Todos los buenos motivos para leer a Gabriela Mistral

Por Aglaia Berlutti el 18/04/2018

Se suele decir que los iconos nacen desde la periferia, haciéndose cada vez más poderosos y significativos a medida que se analizan desde su poder para trascender. Algo semejante ocurre con Gabriela Mistral: En su natal Chile es un ícono, sólo equiparable quizás a Neruda o a Bolaño.

No obstante, al contrario de sus coetáneos, a Mistral se le conoce como símbolo de lo posible, una expresión profunda sobre la cualidad de las letras Chilenas. Más allá de su larga carrera literaria, Gabriela Mistral parece ser el rostro inquieto y apasionado de un Chile misterioso. Una huella de un pasado profundamente metafórico en el mundo de las letras. Se trata de una adoración que desborda lo literario para transformarse en algo más: su cara se encuentra en los billetes de 5000 pesos y un Centro cultural de considerable importancia lleva su nombre. De manera que Mistral es Mistral, una leyenda atípica que se basta así misma para sustentarse y crear toda una noción sobre si misma y sus repercusiones.

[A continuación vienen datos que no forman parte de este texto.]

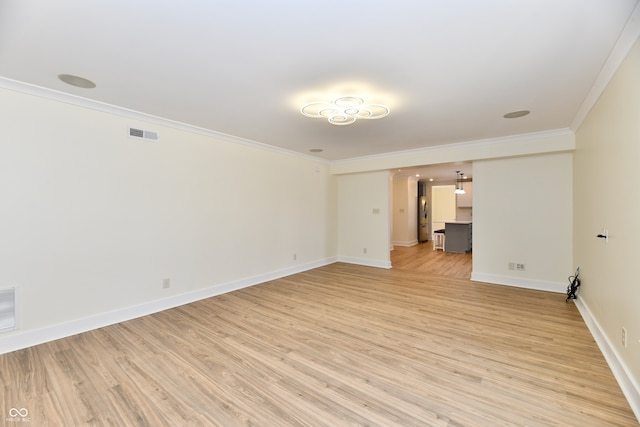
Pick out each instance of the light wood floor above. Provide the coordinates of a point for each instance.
(340, 345)
(422, 258)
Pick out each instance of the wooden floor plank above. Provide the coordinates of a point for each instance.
(341, 345)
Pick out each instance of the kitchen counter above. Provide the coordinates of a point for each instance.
(457, 236)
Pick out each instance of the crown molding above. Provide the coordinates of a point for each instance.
(55, 95)
(625, 42)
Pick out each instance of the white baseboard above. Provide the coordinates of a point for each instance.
(406, 244)
(17, 340)
(365, 262)
(629, 386)
(519, 283)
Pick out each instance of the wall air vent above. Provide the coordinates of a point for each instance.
(7, 309)
(143, 134)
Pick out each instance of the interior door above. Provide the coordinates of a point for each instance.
(443, 206)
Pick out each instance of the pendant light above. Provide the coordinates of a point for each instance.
(459, 183)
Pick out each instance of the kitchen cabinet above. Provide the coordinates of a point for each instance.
(466, 200)
(458, 236)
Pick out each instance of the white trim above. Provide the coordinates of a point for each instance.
(17, 340)
(91, 104)
(519, 283)
(406, 244)
(621, 49)
(460, 145)
(365, 262)
(629, 386)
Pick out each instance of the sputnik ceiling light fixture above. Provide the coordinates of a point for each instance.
(345, 110)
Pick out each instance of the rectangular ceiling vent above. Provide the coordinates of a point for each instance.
(143, 134)
(7, 309)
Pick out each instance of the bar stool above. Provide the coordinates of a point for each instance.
(438, 240)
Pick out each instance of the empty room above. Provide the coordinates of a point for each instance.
(225, 213)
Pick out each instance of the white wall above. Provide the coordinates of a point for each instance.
(404, 209)
(606, 195)
(523, 214)
(92, 221)
(364, 218)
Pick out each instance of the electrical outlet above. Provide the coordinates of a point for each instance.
(517, 266)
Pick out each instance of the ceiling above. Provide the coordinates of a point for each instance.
(448, 70)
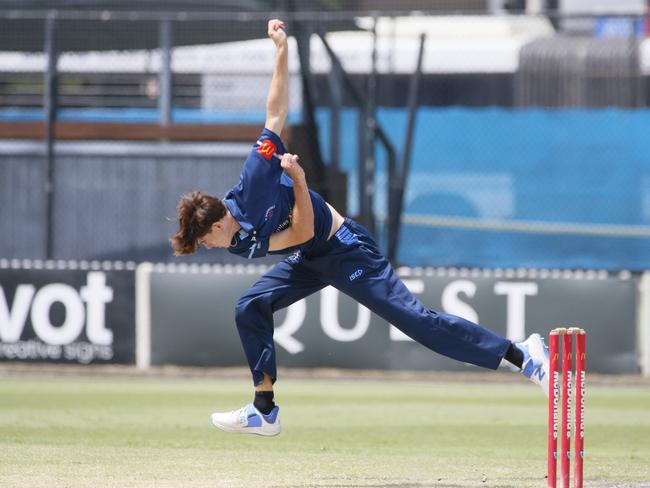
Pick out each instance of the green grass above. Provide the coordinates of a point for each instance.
(153, 432)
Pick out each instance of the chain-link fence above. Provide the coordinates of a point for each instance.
(527, 144)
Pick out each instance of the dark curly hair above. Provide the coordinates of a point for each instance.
(196, 214)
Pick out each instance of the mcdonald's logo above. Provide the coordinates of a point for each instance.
(267, 149)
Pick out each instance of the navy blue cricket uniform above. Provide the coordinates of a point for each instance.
(261, 203)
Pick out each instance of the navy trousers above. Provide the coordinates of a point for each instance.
(351, 262)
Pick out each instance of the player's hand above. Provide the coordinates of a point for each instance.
(276, 32)
(290, 165)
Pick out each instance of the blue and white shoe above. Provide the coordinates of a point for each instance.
(535, 366)
(248, 420)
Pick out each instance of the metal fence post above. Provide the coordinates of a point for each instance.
(165, 37)
(50, 105)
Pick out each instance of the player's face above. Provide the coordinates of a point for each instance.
(221, 233)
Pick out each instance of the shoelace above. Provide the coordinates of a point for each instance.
(242, 415)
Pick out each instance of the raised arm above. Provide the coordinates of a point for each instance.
(277, 102)
(302, 215)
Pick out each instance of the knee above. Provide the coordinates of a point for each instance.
(249, 308)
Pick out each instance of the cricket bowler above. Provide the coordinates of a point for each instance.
(272, 211)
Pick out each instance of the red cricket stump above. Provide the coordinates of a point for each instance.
(565, 444)
(581, 351)
(553, 401)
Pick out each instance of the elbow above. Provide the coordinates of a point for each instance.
(306, 234)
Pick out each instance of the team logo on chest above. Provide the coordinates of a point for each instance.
(269, 212)
(267, 149)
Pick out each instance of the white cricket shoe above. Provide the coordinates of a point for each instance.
(248, 420)
(535, 366)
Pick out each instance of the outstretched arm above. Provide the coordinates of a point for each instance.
(277, 102)
(302, 215)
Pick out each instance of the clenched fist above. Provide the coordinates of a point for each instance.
(276, 32)
(289, 163)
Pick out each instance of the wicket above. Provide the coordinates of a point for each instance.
(566, 386)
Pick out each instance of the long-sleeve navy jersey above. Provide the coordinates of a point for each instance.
(263, 199)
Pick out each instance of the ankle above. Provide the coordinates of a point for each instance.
(264, 401)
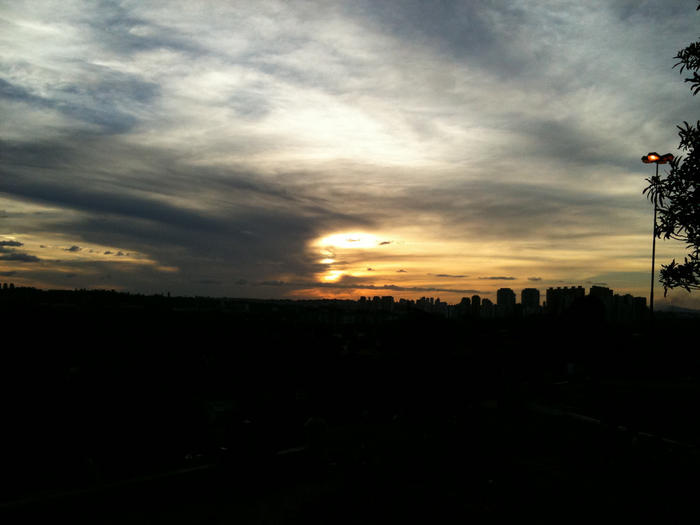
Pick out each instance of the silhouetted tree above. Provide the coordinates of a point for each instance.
(678, 195)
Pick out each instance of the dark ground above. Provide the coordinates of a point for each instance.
(385, 419)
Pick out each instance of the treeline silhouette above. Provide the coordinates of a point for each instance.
(104, 386)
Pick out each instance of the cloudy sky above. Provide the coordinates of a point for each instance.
(336, 149)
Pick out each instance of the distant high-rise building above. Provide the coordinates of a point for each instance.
(487, 309)
(530, 300)
(476, 305)
(505, 299)
(560, 299)
(605, 296)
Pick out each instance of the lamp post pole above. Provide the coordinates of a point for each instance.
(653, 254)
(656, 159)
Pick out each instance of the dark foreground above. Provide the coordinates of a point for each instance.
(158, 415)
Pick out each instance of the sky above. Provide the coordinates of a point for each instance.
(301, 149)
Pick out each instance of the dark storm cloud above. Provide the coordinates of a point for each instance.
(97, 104)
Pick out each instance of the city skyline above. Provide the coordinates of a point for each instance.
(306, 150)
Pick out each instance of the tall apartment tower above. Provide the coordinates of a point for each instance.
(505, 299)
(530, 300)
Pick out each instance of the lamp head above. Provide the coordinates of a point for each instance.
(655, 157)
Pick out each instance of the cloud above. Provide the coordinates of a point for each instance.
(229, 140)
(19, 257)
(367, 286)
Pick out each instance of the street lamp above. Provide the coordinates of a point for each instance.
(657, 159)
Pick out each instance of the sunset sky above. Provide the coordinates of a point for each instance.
(336, 149)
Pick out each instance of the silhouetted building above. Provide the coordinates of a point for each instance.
(505, 298)
(487, 309)
(476, 305)
(605, 296)
(530, 300)
(560, 299)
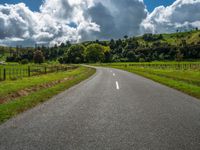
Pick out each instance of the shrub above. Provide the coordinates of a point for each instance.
(24, 61)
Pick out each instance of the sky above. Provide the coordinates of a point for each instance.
(34, 5)
(49, 22)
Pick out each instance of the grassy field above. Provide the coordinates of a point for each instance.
(20, 95)
(16, 71)
(183, 76)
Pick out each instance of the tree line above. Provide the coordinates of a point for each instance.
(147, 48)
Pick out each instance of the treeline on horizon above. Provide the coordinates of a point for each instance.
(146, 48)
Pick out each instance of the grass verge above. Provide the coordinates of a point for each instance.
(12, 108)
(187, 81)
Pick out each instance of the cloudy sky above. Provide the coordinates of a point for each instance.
(27, 22)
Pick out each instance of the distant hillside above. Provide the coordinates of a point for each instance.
(149, 47)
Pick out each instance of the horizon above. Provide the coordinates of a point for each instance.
(51, 22)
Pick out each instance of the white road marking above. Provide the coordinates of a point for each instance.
(117, 85)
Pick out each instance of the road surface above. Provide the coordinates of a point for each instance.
(113, 110)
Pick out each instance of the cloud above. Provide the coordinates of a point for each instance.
(74, 20)
(181, 15)
(117, 18)
(81, 20)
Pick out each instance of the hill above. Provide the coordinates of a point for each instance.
(148, 47)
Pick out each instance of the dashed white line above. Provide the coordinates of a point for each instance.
(117, 85)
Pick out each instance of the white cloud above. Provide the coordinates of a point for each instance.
(80, 20)
(74, 20)
(182, 15)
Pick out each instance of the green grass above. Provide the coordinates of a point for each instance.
(187, 81)
(16, 106)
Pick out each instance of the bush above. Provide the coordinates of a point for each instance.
(38, 57)
(95, 53)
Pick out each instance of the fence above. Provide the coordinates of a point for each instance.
(175, 66)
(17, 72)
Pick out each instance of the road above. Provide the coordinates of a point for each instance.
(113, 110)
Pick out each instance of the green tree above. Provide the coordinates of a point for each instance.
(94, 53)
(75, 54)
(38, 57)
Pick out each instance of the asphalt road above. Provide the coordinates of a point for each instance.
(113, 110)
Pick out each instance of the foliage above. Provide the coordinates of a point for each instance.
(38, 57)
(95, 53)
(75, 54)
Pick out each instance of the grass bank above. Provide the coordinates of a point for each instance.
(185, 80)
(19, 104)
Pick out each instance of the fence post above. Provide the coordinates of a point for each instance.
(29, 71)
(4, 74)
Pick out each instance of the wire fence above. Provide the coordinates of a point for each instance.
(19, 72)
(174, 66)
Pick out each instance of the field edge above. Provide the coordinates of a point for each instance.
(13, 108)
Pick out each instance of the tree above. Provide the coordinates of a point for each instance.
(94, 53)
(179, 55)
(38, 57)
(75, 54)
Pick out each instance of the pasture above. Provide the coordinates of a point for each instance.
(16, 71)
(184, 76)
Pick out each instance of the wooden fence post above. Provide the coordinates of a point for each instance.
(4, 74)
(29, 71)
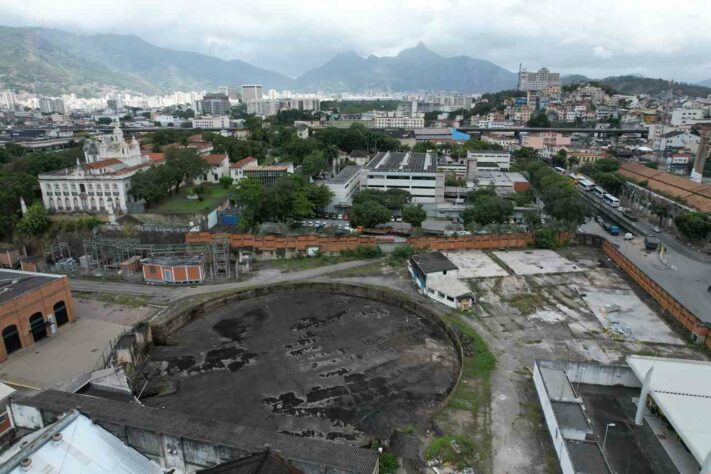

Y es que la autora que ganó el premio Nobel en 1945 es además una figura controvertida por su falibilidad, por su dureza y sobre todo, por existir en dimensiones por completo nueva que hasta entonces, eran asombrosas para una mujer. Sobre todo, en un país tan severo y tradicional como el Chile que le tocó vivir. No sólo fue una militante comunista -y se habló por años sobre el riesgo que como autora había corrido al hacer evidente su simpatía política — sino además, dejó muy claro que su identidad tenía una relación indeleble y directa con su estilo al escribir. Controvertida y asombrosa, Mistral no sólo luchó contra los prejuicios que pudieron disminuir su brillo, sino que los usó como puente para crear una forma de comprenderse así misma que llegó a ser parte de su identidad como escritora. Porque Mistral, compleja y difícil de comprender, creó su propio mito. Lo cimentó desde las aristas, lo soportó desde lo desigual y lo crítico. Se asumió distinta y actuó en consecuencia.

Tal vez por ese motivo, parece que Mistral es mucho más dura y frontal de lo que nunca lo fue Neruda — que también fue comunista — y que su notoria elocuencia política tiene relación con el habitual cuestionamiento sobre su manera de interpretar su propia obra poética. Aún así, su trascendencia está cercana a una forma de asumirla como elemento histórico que incluso el valor elemental. Como mujer y creadora, Mistral se aleja de cualquier cliché y crea para si misma una imagen que calza perfectamente en el ideario de una figura literaria de su calibre. La primera mujer en ganar el premio Nobel en lengua española, que a la vez era docente y diplomática, no parecía conformarse con la idea de transitar ese estereotipo del escritor recluido, en su idea sobre el mundo, en su perenne búsqueda de significado. Mistral no era una víctima de sí misma ni tampoco de su talento. Era una creadora con el libre albedrío de comprender hacia donde le conducía sus búsquedas y obsesiones. Hacia donde quería encaminarlas.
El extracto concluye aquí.